# Now able to do prime now in vegas. A few questions.



## smallbrownghost (Apr 20, 2016)

Hey,
Starting next week, were allowed to do logistics and prime now routes in vegas. I was just wondering if they both count towards your 40 hours a week or if it's still just logistics. I'm assuming they do, but just wanted to clarify.


----------



## nighthawk398 (Jul 21, 2015)

Got the same meet me on Dallas I'm sure we don't know yet


----------



## dkcs (Aug 27, 2014)

All blocks count against your weekly 40 hour cap including time spent on instant offers.

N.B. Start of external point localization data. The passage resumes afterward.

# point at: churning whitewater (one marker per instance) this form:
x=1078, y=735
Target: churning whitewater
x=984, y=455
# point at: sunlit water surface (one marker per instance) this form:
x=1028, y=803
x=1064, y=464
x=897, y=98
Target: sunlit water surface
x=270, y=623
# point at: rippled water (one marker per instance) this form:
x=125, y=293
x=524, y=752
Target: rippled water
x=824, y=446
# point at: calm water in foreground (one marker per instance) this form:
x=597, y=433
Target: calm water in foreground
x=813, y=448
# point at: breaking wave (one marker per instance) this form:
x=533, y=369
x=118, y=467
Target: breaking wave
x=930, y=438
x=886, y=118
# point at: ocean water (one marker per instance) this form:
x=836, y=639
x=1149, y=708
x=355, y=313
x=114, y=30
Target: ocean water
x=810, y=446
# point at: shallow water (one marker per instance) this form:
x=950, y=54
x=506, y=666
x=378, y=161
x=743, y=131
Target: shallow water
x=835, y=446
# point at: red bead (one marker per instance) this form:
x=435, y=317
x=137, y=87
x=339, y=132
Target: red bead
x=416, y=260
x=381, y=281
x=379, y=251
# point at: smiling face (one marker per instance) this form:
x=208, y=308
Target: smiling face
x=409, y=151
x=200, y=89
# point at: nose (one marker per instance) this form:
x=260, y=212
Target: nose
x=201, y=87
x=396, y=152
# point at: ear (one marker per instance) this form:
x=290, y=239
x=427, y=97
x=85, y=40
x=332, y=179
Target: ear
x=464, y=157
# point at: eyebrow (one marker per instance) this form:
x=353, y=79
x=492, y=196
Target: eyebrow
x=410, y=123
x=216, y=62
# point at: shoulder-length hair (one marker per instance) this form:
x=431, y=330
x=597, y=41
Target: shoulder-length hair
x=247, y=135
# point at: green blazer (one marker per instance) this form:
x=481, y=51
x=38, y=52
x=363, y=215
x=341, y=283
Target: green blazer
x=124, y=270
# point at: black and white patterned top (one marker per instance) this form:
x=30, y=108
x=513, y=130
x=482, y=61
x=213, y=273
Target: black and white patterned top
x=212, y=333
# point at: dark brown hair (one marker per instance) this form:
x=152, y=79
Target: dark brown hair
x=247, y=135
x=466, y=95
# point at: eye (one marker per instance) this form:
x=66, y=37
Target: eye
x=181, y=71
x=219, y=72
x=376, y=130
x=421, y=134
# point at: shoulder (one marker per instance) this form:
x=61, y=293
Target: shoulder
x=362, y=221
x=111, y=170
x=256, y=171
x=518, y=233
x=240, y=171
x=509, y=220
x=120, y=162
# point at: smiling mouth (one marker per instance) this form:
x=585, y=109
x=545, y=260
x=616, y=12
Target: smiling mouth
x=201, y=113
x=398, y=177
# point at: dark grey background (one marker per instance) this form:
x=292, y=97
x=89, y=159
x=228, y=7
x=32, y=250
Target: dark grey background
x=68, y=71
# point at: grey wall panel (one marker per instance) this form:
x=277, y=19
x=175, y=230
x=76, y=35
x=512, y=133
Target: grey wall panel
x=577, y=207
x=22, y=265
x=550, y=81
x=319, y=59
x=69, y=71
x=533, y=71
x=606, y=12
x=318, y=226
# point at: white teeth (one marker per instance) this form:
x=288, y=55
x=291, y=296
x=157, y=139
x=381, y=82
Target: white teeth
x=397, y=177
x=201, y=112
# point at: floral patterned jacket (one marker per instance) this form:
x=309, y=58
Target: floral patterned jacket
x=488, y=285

If you are doing restaurants make sure you stop by the Prime Now warehouse for your area and pick up some insulated bags otherwise you may get customer complaints that can lead to deactivation for not having the proper insulated bags for restaurant deliveries. Also, try to get a pizza bag from the warehouse. These are hard to get from the warehouse (they are always out) so be prepared to spend $20+ to buy your own. You will get a few pizza orders and I've found that some restaurants will refuse to give you the food if you show up without an insulated bag.


----------



## smallbrownghost (Apr 20, 2016)

Yeah, I already have bags from UberEATS but I won't be doing instant offers if at all possible. Gonna try to stick to logistics and primenow

Thanks for the info, btw.


----------